07

 こんなにも胸がざわつくのは、愛息子同然に可愛がっていた者に突然親離れされたようで寂しいからだ。……なんて、理屈っぽい大人の言い訳で誤魔化せるほど、美織は自分の気持ちに疎くはなかった。

「どなたか、気になっている方でも?」

 どうにか平静を装って尋ねると、少し不満そうな視線が返ってきた。

「汝じゃ」

「は?」

「もうずっと、汝が欲しくてしようがない。

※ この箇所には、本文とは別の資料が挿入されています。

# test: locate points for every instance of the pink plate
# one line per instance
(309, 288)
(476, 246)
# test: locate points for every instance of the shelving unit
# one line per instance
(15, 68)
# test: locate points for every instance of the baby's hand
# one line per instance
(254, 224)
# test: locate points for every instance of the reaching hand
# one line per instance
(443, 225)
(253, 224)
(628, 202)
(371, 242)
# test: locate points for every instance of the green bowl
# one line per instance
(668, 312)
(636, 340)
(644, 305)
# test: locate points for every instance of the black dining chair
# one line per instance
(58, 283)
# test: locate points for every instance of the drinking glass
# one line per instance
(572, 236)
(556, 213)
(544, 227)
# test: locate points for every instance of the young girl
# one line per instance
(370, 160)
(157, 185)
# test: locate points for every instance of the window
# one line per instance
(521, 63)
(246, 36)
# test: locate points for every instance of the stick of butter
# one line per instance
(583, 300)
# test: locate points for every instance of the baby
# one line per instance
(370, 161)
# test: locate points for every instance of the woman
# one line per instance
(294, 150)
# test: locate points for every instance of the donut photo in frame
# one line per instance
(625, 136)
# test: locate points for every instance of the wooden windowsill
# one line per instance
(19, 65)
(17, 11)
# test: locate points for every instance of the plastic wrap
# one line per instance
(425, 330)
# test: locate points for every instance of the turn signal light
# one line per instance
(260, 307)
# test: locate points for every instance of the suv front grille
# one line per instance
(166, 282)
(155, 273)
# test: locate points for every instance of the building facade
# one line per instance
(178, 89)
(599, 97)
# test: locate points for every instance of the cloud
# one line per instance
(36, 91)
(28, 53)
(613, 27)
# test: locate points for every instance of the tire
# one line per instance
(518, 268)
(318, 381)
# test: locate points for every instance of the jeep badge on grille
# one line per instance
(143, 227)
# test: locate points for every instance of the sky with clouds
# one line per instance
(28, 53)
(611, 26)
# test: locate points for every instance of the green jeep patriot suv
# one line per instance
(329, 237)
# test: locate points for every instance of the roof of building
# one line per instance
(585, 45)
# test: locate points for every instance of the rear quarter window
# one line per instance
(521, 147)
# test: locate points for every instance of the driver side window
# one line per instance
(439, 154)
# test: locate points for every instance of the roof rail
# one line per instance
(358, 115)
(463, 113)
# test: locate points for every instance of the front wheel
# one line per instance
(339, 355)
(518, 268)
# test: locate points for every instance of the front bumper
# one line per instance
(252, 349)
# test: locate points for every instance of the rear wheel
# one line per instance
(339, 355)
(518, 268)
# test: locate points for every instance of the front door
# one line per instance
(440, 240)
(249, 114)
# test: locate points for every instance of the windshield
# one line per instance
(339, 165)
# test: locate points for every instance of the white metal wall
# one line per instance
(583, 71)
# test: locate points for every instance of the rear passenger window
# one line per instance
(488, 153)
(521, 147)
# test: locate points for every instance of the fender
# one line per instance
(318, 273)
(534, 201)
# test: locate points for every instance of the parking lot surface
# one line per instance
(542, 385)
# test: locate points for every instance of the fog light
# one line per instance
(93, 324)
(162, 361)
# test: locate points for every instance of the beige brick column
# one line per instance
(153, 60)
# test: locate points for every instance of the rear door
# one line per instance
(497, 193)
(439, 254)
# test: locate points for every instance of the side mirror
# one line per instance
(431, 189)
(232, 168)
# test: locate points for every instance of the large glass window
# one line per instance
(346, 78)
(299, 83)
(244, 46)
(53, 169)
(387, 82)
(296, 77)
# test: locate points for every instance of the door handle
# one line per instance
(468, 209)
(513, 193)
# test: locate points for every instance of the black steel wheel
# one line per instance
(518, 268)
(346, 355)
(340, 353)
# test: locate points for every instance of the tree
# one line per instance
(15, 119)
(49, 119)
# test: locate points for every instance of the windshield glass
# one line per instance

触れたくて……美織、と、そう呼びたくて」

 彼が何を言ったのか、理解するのに少し時間がかかった。

 美織、と発せられた言葉が耳の奥でこだまする。

「私……?」

「これは、『恋』か?」

 真剣な表情で再度問われ、美織は答えに困った。

 そうだ、とも言えなくもない。だが自分に対しての相手の気持ちをそういう形で決めてしまうのも何か違うような気がする。

「……私は音恒様ではありませんから、音恒様の心を代弁することは出来ません。ただ、好意のうちではある、と思います」

 当たり障りなく言葉を選びながら言い、俯く。

 例えどれほど想っていようと、想われていたとしても、一緒になることは叶わないのに。だって彼は男で、自分も男として過ごしている。何より、一介の医師と天皇家の者とでは、あまりに身分が違いすぎるだろう。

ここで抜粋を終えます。